In a preliminary study a few years back, researchers found that an educational, online comic strip geared toward 8- to 10-year-old black girls helped them eat better and exercise more. But there were only 80 girls, and they all self-reported, and it's unclear whether the fact that they were paid skewed the results.

Now, the program's creators are set to really put the comic strips to the test when they launch a larger study, with 400 volunteers and their parents, to test the Web-based program. Called the "Food, Fun, and Fitness Internet Program for Girls," the comic strips were created by researchers at the ARS Children's Nutrition Research Center at Baylor College of Medicine in Houston, Texas, who plan to write another one specifically for Hispanic girls.
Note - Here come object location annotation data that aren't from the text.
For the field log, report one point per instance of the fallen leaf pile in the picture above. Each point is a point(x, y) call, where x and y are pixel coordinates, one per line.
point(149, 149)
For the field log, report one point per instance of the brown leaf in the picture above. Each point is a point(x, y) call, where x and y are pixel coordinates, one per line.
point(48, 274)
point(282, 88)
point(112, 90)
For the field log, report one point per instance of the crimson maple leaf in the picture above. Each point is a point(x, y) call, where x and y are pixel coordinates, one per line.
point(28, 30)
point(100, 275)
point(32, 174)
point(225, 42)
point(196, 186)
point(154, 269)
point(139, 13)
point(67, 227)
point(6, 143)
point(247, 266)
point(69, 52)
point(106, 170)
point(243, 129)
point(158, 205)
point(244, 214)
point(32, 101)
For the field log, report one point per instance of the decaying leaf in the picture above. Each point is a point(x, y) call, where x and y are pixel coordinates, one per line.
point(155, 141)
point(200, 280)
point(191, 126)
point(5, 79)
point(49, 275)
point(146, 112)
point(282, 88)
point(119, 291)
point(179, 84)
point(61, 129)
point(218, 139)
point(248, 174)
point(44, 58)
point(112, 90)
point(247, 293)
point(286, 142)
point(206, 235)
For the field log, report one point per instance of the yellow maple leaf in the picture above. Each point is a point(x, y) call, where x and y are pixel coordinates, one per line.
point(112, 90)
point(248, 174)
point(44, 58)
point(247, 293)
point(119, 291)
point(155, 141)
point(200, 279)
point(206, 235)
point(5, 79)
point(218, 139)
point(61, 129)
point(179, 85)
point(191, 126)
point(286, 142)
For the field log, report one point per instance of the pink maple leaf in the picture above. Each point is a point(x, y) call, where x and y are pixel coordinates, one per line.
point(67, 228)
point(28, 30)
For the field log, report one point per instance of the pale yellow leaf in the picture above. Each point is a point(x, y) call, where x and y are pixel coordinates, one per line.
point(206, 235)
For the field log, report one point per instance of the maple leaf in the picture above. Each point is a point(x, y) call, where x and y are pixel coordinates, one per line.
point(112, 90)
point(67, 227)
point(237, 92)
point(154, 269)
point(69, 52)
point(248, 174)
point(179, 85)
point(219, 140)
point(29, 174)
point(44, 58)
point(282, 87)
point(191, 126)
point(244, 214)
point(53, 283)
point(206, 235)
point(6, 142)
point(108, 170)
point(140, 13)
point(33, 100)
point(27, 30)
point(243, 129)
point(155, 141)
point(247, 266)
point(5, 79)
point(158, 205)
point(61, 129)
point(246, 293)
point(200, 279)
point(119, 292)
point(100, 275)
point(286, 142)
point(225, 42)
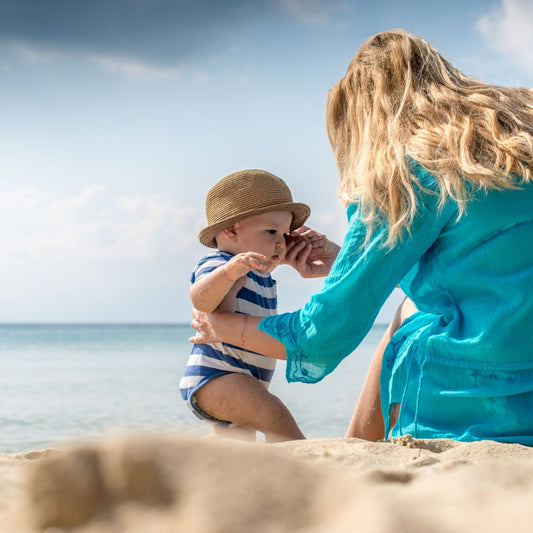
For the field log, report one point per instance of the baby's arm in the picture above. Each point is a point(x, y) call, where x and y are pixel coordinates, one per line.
point(208, 292)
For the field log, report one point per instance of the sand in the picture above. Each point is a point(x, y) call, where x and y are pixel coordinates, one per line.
point(175, 483)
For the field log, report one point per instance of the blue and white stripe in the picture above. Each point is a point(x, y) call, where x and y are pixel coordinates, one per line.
point(207, 361)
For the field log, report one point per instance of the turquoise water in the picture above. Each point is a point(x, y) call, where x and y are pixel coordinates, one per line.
point(60, 383)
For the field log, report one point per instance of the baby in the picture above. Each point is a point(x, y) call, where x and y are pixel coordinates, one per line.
point(249, 213)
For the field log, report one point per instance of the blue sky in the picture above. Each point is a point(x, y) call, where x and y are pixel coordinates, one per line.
point(118, 115)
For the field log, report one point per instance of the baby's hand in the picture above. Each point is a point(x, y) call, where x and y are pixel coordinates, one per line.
point(310, 252)
point(241, 264)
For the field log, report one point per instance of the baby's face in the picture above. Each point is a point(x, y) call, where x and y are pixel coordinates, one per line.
point(264, 234)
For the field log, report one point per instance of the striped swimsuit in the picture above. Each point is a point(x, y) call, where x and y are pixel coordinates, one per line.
point(207, 361)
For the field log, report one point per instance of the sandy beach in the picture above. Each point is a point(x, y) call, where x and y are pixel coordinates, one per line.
point(178, 483)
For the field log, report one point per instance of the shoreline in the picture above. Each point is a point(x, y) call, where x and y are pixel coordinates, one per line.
point(172, 482)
The first study, published in the journals Health Education Research in 2007 and Preventive Medicine in 2008, followed girls over an eight-week period as they accessed the online comic strips at home and watched an unfolding drama of six comic strip girls very much like themselves.

Every day the characters had to try to eat at least five servings of fruits and veggies, drink at least five glasses of water, and spend more time being physically active. After watching the online drama, the study participants set their own diet and physical fitness goals and filed updates weekly.

Not only did these girls log on regularly (again, remember that some were being paid $5 at random for an incentive), their increase in fruit and veggie consumption as well as physical activity was "statistically significant," according to the researchers. The biggest trick, they say, is figuring out why across all participants the log-on rate dropped significantly over weeks four and five of the study.